Istat, disoccupazione sotto al 10%. Luci e ombre, ma il merito è di Gentiloni e Renzi

ROMA – Tasso di occupazione record al 59% e tasso di disoccupazione al 9,7%, ai minimi da oltre sei anni: ad agosto si registra una ripresa dell’occupazione che porta gli occupati a oltre 23,3 milioni con circa 1,2 milioni di persone in più al lavoro rispetto a cinque anni fa.

A fronte di 312.000 occupati in più rispetto ad agosto 2017 gli occupati dipendenti in più sono 301.000 ma se quelli a termine sono 351.000 in più calano invece quelli a tempo indeterminato (-49.000). E’ “un numero – ha detto il ministro del Lavoro Luigi di Maio riferendosi all’occupazione – che ha dentro ancora troppo precariato e sfruttamento, con tanti contratti di pochi giorni. Va bene quel numero, ma c’è tanto da fare per creare lavoro stabile. Ci saranno “incentivi – ha aggiunto – per le assunzioni a tempo indeterminato”.

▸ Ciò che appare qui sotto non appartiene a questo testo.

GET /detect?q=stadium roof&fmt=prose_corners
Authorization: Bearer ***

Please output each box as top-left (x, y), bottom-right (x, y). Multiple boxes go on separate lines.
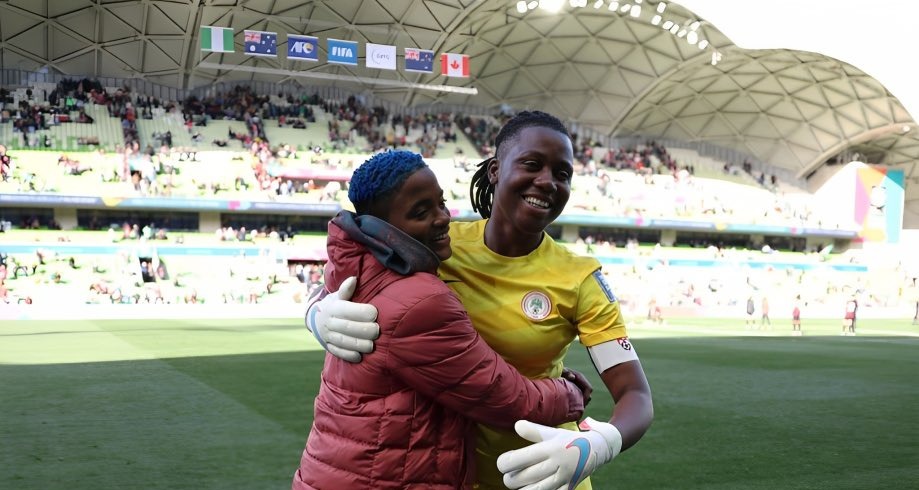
top-left (0, 0), bottom-right (919, 186)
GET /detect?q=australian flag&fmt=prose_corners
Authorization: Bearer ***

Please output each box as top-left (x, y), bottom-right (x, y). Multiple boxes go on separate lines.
top-left (405, 48), bottom-right (434, 73)
top-left (245, 31), bottom-right (278, 57)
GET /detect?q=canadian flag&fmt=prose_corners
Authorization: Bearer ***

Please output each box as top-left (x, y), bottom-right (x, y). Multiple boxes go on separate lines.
top-left (440, 53), bottom-right (469, 78)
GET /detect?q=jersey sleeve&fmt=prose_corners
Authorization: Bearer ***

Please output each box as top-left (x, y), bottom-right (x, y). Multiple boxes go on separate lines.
top-left (577, 269), bottom-right (628, 347)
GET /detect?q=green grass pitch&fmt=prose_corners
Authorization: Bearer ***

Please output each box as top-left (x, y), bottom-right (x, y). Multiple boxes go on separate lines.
top-left (0, 319), bottom-right (919, 490)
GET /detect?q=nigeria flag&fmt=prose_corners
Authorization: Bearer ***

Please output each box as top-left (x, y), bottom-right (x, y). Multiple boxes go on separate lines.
top-left (201, 26), bottom-right (233, 53)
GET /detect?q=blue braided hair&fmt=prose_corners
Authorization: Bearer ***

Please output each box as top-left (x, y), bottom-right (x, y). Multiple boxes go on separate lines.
top-left (348, 150), bottom-right (428, 214)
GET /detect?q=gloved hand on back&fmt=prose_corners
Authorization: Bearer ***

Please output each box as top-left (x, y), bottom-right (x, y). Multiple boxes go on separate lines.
top-left (498, 417), bottom-right (622, 490)
top-left (306, 277), bottom-right (380, 362)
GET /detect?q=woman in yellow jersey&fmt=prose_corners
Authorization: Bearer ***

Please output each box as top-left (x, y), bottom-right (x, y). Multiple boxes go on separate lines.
top-left (308, 111), bottom-right (653, 490)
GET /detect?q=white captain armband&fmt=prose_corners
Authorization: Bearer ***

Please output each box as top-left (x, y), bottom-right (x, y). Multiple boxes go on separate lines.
top-left (587, 337), bottom-right (638, 374)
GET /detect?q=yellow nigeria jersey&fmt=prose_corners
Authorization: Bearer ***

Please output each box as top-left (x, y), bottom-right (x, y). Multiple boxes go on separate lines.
top-left (438, 220), bottom-right (627, 490)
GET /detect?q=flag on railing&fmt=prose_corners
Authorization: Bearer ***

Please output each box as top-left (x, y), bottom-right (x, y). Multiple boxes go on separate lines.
top-left (366, 43), bottom-right (396, 70)
top-left (287, 34), bottom-right (319, 61)
top-left (199, 26), bottom-right (233, 53)
top-left (405, 48), bottom-right (434, 73)
top-left (440, 53), bottom-right (469, 77)
top-left (245, 30), bottom-right (278, 57)
top-left (328, 38), bottom-right (357, 65)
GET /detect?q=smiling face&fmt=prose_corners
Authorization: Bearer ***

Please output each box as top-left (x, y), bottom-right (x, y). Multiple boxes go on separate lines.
top-left (371, 167), bottom-right (453, 260)
top-left (488, 126), bottom-right (574, 237)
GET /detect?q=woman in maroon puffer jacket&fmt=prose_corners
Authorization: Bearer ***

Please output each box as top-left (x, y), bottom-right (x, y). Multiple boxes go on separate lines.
top-left (292, 151), bottom-right (584, 490)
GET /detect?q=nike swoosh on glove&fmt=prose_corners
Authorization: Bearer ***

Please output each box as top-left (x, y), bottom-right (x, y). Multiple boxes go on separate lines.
top-left (498, 417), bottom-right (622, 490)
top-left (306, 277), bottom-right (380, 362)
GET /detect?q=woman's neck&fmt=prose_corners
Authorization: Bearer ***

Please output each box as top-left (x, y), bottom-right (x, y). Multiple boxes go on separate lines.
top-left (484, 217), bottom-right (545, 257)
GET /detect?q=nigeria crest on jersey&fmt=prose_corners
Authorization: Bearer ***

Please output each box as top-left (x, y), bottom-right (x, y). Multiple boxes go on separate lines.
top-left (520, 291), bottom-right (552, 321)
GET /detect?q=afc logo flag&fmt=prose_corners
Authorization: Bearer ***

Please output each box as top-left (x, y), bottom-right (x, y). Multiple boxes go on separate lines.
top-left (327, 38), bottom-right (357, 65)
top-left (405, 48), bottom-right (434, 73)
top-left (440, 53), bottom-right (469, 78)
top-left (244, 31), bottom-right (278, 57)
top-left (287, 34), bottom-right (319, 61)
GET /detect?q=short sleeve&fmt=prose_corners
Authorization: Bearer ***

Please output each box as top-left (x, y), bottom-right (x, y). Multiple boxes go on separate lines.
top-left (576, 269), bottom-right (628, 347)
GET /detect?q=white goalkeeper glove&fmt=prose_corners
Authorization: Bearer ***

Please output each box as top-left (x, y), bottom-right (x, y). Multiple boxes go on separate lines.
top-left (498, 417), bottom-right (622, 490)
top-left (306, 277), bottom-right (380, 362)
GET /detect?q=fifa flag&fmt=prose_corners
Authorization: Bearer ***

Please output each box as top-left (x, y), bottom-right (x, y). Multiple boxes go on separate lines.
top-left (326, 38), bottom-right (357, 65)
top-left (440, 53), bottom-right (469, 77)
top-left (245, 31), bottom-right (278, 57)
top-left (199, 26), bottom-right (233, 53)
top-left (366, 43), bottom-right (396, 70)
top-left (287, 34), bottom-right (319, 61)
top-left (405, 48), bottom-right (434, 73)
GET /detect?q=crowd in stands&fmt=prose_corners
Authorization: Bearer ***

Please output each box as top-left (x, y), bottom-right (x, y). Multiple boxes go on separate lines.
top-left (0, 79), bottom-right (864, 232)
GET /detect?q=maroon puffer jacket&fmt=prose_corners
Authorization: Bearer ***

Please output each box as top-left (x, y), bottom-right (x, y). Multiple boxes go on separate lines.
top-left (292, 217), bottom-right (584, 490)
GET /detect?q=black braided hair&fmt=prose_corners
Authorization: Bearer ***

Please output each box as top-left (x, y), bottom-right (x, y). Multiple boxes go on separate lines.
top-left (469, 111), bottom-right (571, 218)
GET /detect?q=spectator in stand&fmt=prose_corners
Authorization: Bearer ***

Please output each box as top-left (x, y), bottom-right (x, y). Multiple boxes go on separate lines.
top-left (747, 295), bottom-right (756, 328)
top-left (760, 294), bottom-right (772, 327)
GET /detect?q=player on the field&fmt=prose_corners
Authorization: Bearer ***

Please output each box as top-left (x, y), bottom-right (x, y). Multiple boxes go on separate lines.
top-left (292, 151), bottom-right (584, 490)
top-left (312, 111), bottom-right (653, 489)
top-left (842, 294), bottom-right (858, 335)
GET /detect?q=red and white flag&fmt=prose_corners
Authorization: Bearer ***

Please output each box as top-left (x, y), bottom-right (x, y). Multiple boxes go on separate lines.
top-left (440, 53), bottom-right (469, 78)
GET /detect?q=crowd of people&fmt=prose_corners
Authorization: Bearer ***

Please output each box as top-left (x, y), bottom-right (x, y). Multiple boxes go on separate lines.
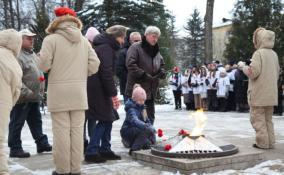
top-left (0, 7), bottom-right (279, 175)
top-left (168, 61), bottom-right (284, 116)
top-left (0, 7), bottom-right (166, 175)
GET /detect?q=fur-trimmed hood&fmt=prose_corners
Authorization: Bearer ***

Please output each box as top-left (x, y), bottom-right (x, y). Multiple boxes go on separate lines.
top-left (0, 29), bottom-right (22, 58)
top-left (45, 15), bottom-right (82, 42)
top-left (253, 27), bottom-right (275, 49)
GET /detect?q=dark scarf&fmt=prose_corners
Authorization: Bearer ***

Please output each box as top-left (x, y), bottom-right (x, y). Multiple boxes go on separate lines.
top-left (142, 36), bottom-right (159, 58)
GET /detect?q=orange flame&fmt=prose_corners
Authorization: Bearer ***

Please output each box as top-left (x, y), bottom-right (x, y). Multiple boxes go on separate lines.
top-left (190, 109), bottom-right (207, 136)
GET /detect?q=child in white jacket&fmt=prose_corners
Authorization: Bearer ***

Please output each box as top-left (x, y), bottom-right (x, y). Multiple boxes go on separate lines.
top-left (217, 69), bottom-right (230, 112)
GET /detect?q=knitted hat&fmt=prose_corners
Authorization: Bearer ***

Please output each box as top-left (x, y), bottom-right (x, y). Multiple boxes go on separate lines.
top-left (54, 7), bottom-right (77, 17)
top-left (85, 27), bottom-right (100, 42)
top-left (173, 66), bottom-right (180, 73)
top-left (132, 84), bottom-right (147, 101)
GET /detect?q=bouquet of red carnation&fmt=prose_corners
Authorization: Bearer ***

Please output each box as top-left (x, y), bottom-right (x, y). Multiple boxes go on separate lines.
top-left (178, 129), bottom-right (188, 136)
top-left (38, 75), bottom-right (45, 82)
top-left (158, 129), bottom-right (164, 137)
top-left (164, 144), bottom-right (172, 151)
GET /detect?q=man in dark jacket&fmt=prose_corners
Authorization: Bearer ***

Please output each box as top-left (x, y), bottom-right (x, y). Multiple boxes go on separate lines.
top-left (8, 29), bottom-right (52, 158)
top-left (125, 26), bottom-right (166, 124)
top-left (120, 84), bottom-right (156, 154)
top-left (116, 32), bottom-right (141, 103)
top-left (85, 25), bottom-right (127, 163)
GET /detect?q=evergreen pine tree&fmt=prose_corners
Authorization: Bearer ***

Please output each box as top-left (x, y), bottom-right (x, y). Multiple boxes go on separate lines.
top-left (224, 0), bottom-right (284, 64)
top-left (30, 0), bottom-right (50, 52)
top-left (184, 9), bottom-right (205, 66)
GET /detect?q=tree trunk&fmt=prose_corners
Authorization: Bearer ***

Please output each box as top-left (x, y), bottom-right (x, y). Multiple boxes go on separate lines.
top-left (16, 0), bottom-right (22, 31)
top-left (204, 0), bottom-right (214, 62)
top-left (9, 0), bottom-right (15, 28)
top-left (3, 0), bottom-right (10, 28)
top-left (74, 0), bottom-right (85, 12)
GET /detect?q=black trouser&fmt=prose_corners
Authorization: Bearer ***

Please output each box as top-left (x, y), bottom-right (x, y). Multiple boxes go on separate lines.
top-left (274, 92), bottom-right (283, 115)
top-left (188, 91), bottom-right (195, 110)
top-left (8, 102), bottom-right (48, 151)
top-left (173, 90), bottom-right (181, 109)
top-left (207, 89), bottom-right (218, 111)
top-left (145, 99), bottom-right (155, 125)
top-left (226, 91), bottom-right (236, 111)
top-left (218, 97), bottom-right (227, 112)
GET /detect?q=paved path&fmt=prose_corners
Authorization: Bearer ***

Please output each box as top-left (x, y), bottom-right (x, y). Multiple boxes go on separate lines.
top-left (6, 105), bottom-right (284, 175)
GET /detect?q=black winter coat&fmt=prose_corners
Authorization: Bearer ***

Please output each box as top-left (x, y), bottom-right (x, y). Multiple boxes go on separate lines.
top-left (115, 45), bottom-right (129, 95)
top-left (87, 33), bottom-right (120, 121)
top-left (234, 69), bottom-right (248, 103)
top-left (125, 37), bottom-right (166, 100)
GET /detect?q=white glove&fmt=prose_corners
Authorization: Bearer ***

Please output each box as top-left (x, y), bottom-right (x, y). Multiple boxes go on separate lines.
top-left (238, 61), bottom-right (246, 70)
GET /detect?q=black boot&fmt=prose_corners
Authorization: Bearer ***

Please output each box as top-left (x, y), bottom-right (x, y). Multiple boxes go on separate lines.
top-left (10, 150), bottom-right (31, 158)
top-left (52, 171), bottom-right (70, 175)
top-left (37, 144), bottom-right (52, 153)
top-left (100, 151), bottom-right (121, 160)
top-left (85, 154), bottom-right (106, 163)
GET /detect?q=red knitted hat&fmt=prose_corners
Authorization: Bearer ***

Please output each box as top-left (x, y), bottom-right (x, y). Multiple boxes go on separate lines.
top-left (54, 7), bottom-right (77, 17)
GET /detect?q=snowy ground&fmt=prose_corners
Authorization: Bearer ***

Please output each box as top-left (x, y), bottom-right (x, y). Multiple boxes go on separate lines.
top-left (6, 100), bottom-right (284, 175)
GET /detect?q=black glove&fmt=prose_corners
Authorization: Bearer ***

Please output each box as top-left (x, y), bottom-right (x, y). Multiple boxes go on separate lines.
top-left (142, 72), bottom-right (155, 81)
top-left (154, 69), bottom-right (166, 79)
top-left (245, 59), bottom-right (251, 66)
top-left (212, 79), bottom-right (217, 88)
top-left (205, 79), bottom-right (210, 86)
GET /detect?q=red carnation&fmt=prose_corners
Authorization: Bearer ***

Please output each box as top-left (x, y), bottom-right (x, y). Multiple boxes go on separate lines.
top-left (158, 129), bottom-right (164, 137)
top-left (54, 7), bottom-right (77, 17)
top-left (38, 76), bottom-right (45, 82)
top-left (178, 129), bottom-right (188, 135)
top-left (164, 144), bottom-right (172, 151)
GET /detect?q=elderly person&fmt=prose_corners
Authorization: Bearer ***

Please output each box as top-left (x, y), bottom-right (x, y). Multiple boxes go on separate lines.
top-left (116, 32), bottom-right (141, 103)
top-left (84, 27), bottom-right (100, 152)
top-left (125, 26), bottom-right (166, 124)
top-left (238, 27), bottom-right (280, 149)
top-left (85, 25), bottom-right (128, 163)
top-left (8, 29), bottom-right (52, 158)
top-left (39, 7), bottom-right (100, 175)
top-left (0, 29), bottom-right (23, 175)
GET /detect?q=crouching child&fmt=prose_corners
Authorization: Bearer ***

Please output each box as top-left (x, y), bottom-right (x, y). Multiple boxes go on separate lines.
top-left (120, 84), bottom-right (156, 154)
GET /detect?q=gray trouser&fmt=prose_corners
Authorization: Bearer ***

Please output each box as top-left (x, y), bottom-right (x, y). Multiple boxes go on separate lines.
top-left (250, 106), bottom-right (275, 148)
top-left (51, 110), bottom-right (85, 174)
top-left (0, 106), bottom-right (11, 175)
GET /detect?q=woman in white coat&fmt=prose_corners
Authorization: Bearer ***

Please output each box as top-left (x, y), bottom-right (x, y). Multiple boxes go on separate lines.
top-left (0, 29), bottom-right (23, 175)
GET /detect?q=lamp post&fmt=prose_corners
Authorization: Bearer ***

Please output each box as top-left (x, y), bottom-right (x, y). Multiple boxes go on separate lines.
top-left (222, 18), bottom-right (233, 23)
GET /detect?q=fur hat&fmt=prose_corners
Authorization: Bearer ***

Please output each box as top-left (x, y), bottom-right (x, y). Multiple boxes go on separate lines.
top-left (132, 84), bottom-right (147, 101)
top-left (85, 27), bottom-right (100, 42)
top-left (54, 7), bottom-right (77, 17)
top-left (173, 66), bottom-right (180, 73)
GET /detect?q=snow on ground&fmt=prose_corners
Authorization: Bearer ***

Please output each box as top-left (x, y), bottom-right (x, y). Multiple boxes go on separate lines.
top-left (199, 159), bottom-right (284, 175)
top-left (5, 101), bottom-right (284, 175)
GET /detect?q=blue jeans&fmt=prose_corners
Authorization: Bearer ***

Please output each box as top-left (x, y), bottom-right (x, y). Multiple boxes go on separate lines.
top-left (8, 102), bottom-right (48, 151)
top-left (86, 121), bottom-right (112, 155)
top-left (84, 112), bottom-right (96, 142)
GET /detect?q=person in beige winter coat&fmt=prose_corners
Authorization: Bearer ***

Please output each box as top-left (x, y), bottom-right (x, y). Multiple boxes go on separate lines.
top-left (0, 29), bottom-right (23, 175)
top-left (8, 29), bottom-right (52, 158)
top-left (39, 7), bottom-right (100, 175)
top-left (238, 28), bottom-right (279, 149)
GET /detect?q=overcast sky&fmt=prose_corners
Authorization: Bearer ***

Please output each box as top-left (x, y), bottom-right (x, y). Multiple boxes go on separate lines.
top-left (164, 0), bottom-right (236, 35)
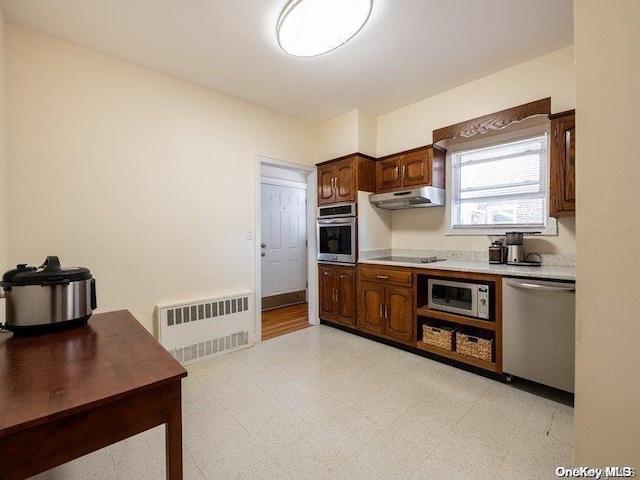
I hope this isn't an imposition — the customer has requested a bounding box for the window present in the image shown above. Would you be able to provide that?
[447,129,556,235]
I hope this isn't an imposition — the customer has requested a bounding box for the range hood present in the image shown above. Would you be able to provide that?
[369,187,444,210]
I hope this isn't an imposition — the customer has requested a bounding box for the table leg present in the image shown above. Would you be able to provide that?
[165,380,182,480]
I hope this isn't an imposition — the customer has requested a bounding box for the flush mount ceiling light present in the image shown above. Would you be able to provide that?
[276,0,373,57]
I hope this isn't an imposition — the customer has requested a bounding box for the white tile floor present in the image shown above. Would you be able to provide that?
[28,326,573,480]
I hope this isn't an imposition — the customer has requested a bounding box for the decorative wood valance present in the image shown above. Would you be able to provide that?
[433,97,551,143]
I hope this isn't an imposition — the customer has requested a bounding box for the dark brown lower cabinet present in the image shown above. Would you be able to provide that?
[318,264,356,327]
[358,266,415,345]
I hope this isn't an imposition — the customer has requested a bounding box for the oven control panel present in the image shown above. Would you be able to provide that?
[478,285,489,319]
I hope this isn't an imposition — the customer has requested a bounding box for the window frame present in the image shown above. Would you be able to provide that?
[445,122,558,236]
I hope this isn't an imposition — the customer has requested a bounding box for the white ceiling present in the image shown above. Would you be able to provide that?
[0,0,573,123]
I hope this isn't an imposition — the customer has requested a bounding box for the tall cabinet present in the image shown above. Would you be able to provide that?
[317,153,375,205]
[549,110,576,217]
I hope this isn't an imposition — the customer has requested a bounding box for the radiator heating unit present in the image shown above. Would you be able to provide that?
[156,292,255,364]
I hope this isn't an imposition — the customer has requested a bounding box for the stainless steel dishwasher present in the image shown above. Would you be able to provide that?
[502,278,576,392]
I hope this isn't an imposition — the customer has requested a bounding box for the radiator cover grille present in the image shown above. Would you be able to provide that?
[156,293,255,364]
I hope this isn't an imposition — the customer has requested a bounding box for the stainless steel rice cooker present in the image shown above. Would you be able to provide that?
[0,256,98,335]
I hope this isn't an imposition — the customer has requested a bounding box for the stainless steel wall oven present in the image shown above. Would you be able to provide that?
[318,203,358,264]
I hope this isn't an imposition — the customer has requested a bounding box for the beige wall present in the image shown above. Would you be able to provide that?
[358,110,378,157]
[574,0,640,464]
[316,109,377,162]
[4,24,315,329]
[377,47,575,254]
[316,110,364,162]
[0,8,9,270]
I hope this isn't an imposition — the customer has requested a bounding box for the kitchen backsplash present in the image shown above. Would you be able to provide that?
[358,248,576,267]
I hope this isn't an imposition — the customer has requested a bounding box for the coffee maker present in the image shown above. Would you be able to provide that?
[505,232,524,265]
[505,232,542,265]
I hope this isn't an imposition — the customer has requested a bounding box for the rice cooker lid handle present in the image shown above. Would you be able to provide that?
[39,255,62,274]
[0,255,93,290]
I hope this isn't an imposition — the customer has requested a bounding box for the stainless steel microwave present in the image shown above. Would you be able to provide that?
[427,278,491,320]
[318,203,357,263]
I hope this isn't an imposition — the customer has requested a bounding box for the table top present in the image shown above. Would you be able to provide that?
[0,310,187,437]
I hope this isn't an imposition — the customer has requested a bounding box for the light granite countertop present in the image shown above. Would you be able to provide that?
[358,257,576,281]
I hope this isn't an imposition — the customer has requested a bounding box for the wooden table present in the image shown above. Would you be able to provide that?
[0,310,187,480]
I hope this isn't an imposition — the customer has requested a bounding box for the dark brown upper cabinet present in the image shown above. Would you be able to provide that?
[317,153,375,205]
[549,110,576,217]
[376,145,446,192]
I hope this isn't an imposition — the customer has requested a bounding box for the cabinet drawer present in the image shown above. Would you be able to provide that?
[360,265,413,287]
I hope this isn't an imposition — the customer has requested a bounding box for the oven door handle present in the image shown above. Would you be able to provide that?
[507,280,576,293]
[318,217,356,225]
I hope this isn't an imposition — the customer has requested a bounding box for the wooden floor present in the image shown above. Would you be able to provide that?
[262,303,311,340]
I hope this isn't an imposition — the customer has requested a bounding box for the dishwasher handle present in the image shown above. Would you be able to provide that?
[506,280,576,293]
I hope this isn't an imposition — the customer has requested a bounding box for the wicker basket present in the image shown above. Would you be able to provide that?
[422,325,456,350]
[456,332,493,362]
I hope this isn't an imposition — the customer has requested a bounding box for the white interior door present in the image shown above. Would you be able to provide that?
[260,183,307,297]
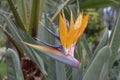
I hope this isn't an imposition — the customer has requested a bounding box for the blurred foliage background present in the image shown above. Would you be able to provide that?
[0,0,120,80]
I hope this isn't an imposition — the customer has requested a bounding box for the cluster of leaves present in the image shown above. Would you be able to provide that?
[0,0,120,80]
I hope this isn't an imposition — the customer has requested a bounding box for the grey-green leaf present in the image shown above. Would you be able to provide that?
[56,61,66,80]
[117,72,120,80]
[6,49,24,80]
[94,28,108,54]
[110,9,120,68]
[83,46,111,80]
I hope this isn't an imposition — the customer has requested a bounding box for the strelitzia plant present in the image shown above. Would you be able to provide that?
[24,12,89,67]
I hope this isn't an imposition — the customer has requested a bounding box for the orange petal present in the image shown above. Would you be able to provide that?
[74,13,83,29]
[59,15,68,48]
[74,15,89,42]
[67,12,74,48]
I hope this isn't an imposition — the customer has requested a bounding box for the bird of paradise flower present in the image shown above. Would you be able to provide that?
[24,12,89,68]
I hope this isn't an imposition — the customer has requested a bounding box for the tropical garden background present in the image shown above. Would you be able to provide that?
[0,0,120,80]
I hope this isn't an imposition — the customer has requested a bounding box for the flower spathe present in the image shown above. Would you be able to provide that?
[24,12,89,67]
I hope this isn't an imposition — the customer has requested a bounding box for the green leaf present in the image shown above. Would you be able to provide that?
[0,15,47,75]
[6,49,24,80]
[117,72,120,80]
[99,60,109,80]
[81,35,92,58]
[17,0,29,29]
[29,0,45,37]
[94,28,108,55]
[2,29,24,57]
[0,74,2,80]
[7,0,26,32]
[109,9,120,68]
[72,68,83,80]
[83,46,111,80]
[56,61,66,80]
[46,58,56,80]
[80,0,120,8]
[50,0,70,22]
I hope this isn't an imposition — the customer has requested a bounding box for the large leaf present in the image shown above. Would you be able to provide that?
[94,28,108,55]
[56,62,66,80]
[6,49,24,80]
[117,72,120,80]
[0,15,46,75]
[83,46,111,80]
[80,0,120,8]
[29,0,45,37]
[0,74,2,80]
[50,0,70,22]
[7,0,26,31]
[17,0,27,29]
[109,9,120,68]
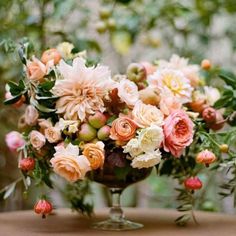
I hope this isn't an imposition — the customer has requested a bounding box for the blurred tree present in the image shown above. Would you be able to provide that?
[0,0,236,210]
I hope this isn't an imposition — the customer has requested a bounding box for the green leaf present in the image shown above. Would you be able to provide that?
[219,69,236,89]
[3,182,16,200]
[3,94,22,105]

Ha dovuto far violenza a se stesso Di Maio per ammettere che il dato occupazionale, pur fra luci e ombre, va bene. Si tratta di dati estivi, lui e il suo governo non c’entrano nulla, se di successo si tratta va assegnato all’azione dei governi pre-cambiamento. A Gentiloni e Renzi in primis, a riprova che oculatezza, prudenza, razionalità finanziaria non sono più virtù spendibili in politica quanto piuttosto certificati di sicura impopolarità.

Che alle urne non pagano. Poi però arriva il governo del cambiamento e le imprese si passano parola sul decreto dignità, “si salvi chi può” . Come? Lo certifica l’ultima Istat, lo spiega la Confesercenti: “Dal lavoro arrivano dati positivi, ma potrebbe essere presto per brindare. Sul boom degli occupati a tempo determinato, infatti, potrebbe incidere in misura significativa anche la corsa al rinnovo e alla proroga dei contratti a termine prima dell’arrivo del DL Dignità, pubblicato a luglio con la previsione di un periodo di transizione fino al 31 ottobre per i contratti già in essere al momento dell’approvazione del decreto”.